Segala bentuk "perjalanan" Carol seperti tertulis pada kutipan sinopsis di atas pada akhirnya tidak ada yang secara total mendapat eksplorasi. Memang benar Carol melakukan semua itu. Dia memulai pertemanan dengan Lloyd, dimana secara tersirat sang pemuda memendam perasaan lebih pada Carol. Tapi ini bukan Harold and Maude. I'll See You in My Dreams terlalu "pop" untuk berani menjamah ke area tersebut. Tapi interaksi antara Carol dan Lloyd cukup berhasil memberikan kehangatan lewat obrolan-obrolan santai sembari ditemani segelas wine. Lewat pemaparan hubungan keduanya pula kita berkesempatan menyaksikan Blythe Danner menyanyikan nomor klasik "Cry Me A River" secara elegan dan mempesona. Adegan itu merupakan salah satu highlight film ini. 

Kebersamaan Carol dan teman-temannya sesama lansia memberikan porsi komedi yang berhasil memancing beberapa tawa, dengan adegan menghisap marijuana vaporizer sebagai puncak kelucuan. Tapi tidak lebih dari itu. Mereka semua cukup lucu untuk disaksikan tapi tidak memberi sumbangsih apapun terhadap fokus utama narasi. Tidak lebih dari sekedar subplot pengisi yang menghibur. Lebih tersia-sia lagi adalah kisah cinta Carol dengan Bill serta hubungannya dengan Katherine. Setelah semua kehampaan yang menemani hidupnya, penonton haruslah diajak merasakan bahwa Carol akhirnya kembali menemukan sesuatu yang berharga berkat kehadiran Bill. Suatu hal yang mampu membuatnya menyadari bahwa usia lanjut bukan alasan untuk berhenti mencari kebahagiaan. Tapi sisi emosional sama sekali tidak saya rasakan. Sekali lagi semua hanya datang dan pergi tanpa kesan berarti. Termasuk kepulangan Katherine yang menandakan kemalasan naskah tulisan Brett Haley dan Marc Basch untuk menegaskan bahwa Carol masih memiliki sesuatu yang berharga dalam hidupnya.
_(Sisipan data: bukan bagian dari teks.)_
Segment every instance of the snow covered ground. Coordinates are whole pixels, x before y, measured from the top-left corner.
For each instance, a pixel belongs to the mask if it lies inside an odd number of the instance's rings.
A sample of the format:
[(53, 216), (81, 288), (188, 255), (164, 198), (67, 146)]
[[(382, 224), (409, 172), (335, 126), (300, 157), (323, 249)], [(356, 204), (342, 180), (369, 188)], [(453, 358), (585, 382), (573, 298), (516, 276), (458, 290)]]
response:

Satu-satunya alasan kuat bagi saya untuk merekomendasikan film ini adalah akting Blythe Danner yang cukup untuk mendatangkan Oscar buzz (walau mungkin pada akhirnya tidak mendapat nominasi sekalipun). Begitu terpancar rasa dilematis dalam tiap gerak-gerik serta ekspresi wajahnya. Dilema yang muncul karena disatu sisi ia pesimistis untuk menjalin keterikatan dengan orang lain atau terus maju menjalani hidup jika pada akhirnya hanya kehilangan  berujung kesedihan yang akan didapat. Tapi disisi lain ada hasrat kuat untuk menikmati hari. 

Saya akui I'll See You in My Dreams adalah tontonan well-made yang cukup menghibur. Tapi sebagai eksplorasi mengenai kehidupan usia lanjut yang aspek hidupnya pasti banyak diisi dengan kematian dan dilema apakah hidup harus terus berjalan, film ini sama sekali tidak menyentuh sisi emosional. Bahkan dengan sebuah bittersweet ending sekalipun tidak ada pergolakan emosi yang saya rasakan. Terlalu banyak konflik relationship yang coba diangkat tanpa ada kekuatan pada masing-masing dan tidak adanya koherensi antara satu dan yang lain. Brett Haley berusaha menuturkan narasi yang free-flowing. Dia tidak ingin membuat film ini sebagai sebuah cerita yang berjalan lurus, melainkan pemaparan tiap sisi hubungan yang dijalani oleh Carol. Pilihan yang sama sekali tidak keliru, hanya saja seperti kehidupan karakter utamanya, film ini hampa.